Auf der Fahrt nach Arusha, einer Stadt in Tansania, die ca. 70 km vom Kilimandscharo entfernt liegt, kamen wir auch an dem Lake Manyara Nationalpark vorbei. Eine so riesige Flamingoherde haben wir nirgendwo wieder zu Gesicht bekommen, tausende von Tieren dicht gedrängt am Ufer. Ein Schauspiel von besonderer Art.

Wir haben nie wieder so viele Löwen, Giraffen, Nashörner, Wasserbüffel, Gnus, Gazellen aller Art, Zebras oder Warzenschweine gesehen. Mit am beeindruckensten waren sicher die riesigen wandernden Herden.

In Arusha müssen wir wohl weniger bekömmliches Büffelfleisch gegessen haben, das meiner Familie, außer mir, nicht gut bekommen ist.
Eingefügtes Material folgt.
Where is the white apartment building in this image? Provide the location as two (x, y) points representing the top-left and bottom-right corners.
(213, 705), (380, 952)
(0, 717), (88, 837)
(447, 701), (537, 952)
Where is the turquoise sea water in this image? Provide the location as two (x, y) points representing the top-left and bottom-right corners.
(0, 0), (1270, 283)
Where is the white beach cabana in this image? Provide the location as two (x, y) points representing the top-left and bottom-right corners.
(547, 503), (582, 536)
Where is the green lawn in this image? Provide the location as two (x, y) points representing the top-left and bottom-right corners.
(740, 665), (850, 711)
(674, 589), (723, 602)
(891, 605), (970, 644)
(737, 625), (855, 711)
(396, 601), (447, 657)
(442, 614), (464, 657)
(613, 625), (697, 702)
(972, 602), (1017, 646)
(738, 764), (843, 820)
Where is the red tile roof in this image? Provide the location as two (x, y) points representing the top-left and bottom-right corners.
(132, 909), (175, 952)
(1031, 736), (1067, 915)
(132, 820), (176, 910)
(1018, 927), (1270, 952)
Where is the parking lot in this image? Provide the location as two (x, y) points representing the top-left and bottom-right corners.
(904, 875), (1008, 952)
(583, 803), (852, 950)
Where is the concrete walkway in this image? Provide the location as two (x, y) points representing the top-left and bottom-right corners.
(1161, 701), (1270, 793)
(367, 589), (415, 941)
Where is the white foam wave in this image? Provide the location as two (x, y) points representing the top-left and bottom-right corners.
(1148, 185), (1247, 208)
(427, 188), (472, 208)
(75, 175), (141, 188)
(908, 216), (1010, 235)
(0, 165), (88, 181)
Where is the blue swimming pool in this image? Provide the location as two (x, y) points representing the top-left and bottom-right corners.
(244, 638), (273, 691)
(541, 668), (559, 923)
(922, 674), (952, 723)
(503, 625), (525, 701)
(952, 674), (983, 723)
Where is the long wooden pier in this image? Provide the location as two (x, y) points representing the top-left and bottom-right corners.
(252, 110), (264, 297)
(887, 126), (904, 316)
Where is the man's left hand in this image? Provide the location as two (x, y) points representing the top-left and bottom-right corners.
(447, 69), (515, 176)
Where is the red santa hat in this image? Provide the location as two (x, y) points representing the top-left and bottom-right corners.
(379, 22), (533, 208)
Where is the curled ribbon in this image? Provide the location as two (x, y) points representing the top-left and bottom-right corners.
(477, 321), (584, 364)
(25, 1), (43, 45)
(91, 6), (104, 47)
Wir haben zwar die Rückfahrt nach Nairobi noch geschafft, doch dann ging es meinen Dreien ziemlich schlecht. Doch der Flug am nächsten Morgen in die Seychellen musste angetreten werden, denn es gingen nur zwei Flüge  wöchentlich. Eine ziemlich erschöpft dreinblickende Truppe saß im Flieger und sehnte sich nach der Landung.

Doch nach der Landung kam dann noch eine unangenehme Überraschung, denn da wir aus Kenia kamen, mussten wir uns einer zusätzlichen Impfung unterziehen. Die 3 Tage auf den Seychellen bestanden nur aus einem Krankenlager, wobei die Impfung möglicherweise noch zusätzlich dazu beigetragen hat. Folglich haben die Drei fast nichts von der Insel gesehen.  Ich habe mir für einen Tag einen Leihwagen, einen Morris, geliehen und mir die Insel ein wenig angesehen, d.h. das wollte ich. Auf halber Strecke gab der Wagen dann aber keinen Ton mehr von sich. Also musste ich den Verleih anrufen und um Hilfe bitten. Es kam zwar ein neues Auto, doch erst nach 3 Stunden, und somit war die Rundfahrt auch kürzer als geplant. Aber die herrlichen Palmenstrände mit den großen Bouldern (große runde Felsbrocken) waren ein Genuss an zusehen.

Als wir an einem Nachmittag von einem Strandspaziergang zurückkamen, fiel aus dem Baum vor unserem Hotelzimmer eine riesige haarige Spinne, die bestimmt 8 cm groß war, direkt vor meine Füße. Es sah so aus als ginge sie in Angriffstellung, deshalb tat ich, was man eigentlich nicht unbedingt tun sollte, denn ich streute einen Haufen Sand über sie und zerdrückte sie mit meinem Fuß.

Am vierten Tag ging es dann vom Mahe International Airport mit British Airways nach Hongkong, eine Flugverbindung, die es wahrscheinlich heute auch nicht mehr gibt.

In Hongkong bin nur ich ausgestiegen und meine Familie flog sofort weiter nach Tokyo. Ich blieb in Hongkong für einen Tag, um bei Cathay Art unser Rosenholz Esszimmer zu bestellen, dass dann nach 6 Monaten mit dem Schiff eintraf.